Ok, talvez eu pudesse ter replicado que isso é a ‘falácia do
escocês de verdade’, mas, como já disse, não queria me
aprofundar filosoficamente, então lasquei: “Ih, cara, nada a ver,
eu posso ir em missa católica, posso assistir culto evangélico,
posso ir a um terreiro de candomblé ou posso tomar vinho consagrado
a satã, embora isso tenha valor simbólico e sagrado para quem
acredita, para mim vai ser um gesto com tanta importância religiosa
quanto ir a um bar ou no correio”.
“Não”, me assegurou a pessoa, “você é que não sabe, você é
crente! Você vai na missa porque acredita!” E daí por diante não
adiantou mais argumentar, ele teve certeza que eu, na verdade, era um
‘crente enrustido’, e ainda foi apoiado em sua conclusão por
outras pessoas que ingressaram na conversa.
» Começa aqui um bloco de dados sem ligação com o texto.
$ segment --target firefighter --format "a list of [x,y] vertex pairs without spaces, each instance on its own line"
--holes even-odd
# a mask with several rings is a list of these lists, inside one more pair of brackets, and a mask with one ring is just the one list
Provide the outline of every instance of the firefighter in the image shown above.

Mas alguém negar meu ateísmo, e ainda por cima me classificar de 'crente enrustido' foi a primeira vez, não é chocante? Será
que devo desistir de ler An Appetite for Wonder, a biografia
do Richard Dawkins que comprei na Amazon? Colocar uma camisa branca e
uma bíblia debaixo do braço? Desistir da minha red ale e
usar o dinheiro para o dízimo? Parar de participar do podcast
Ciência no Velho Oeste e começar a pregar em praça pública??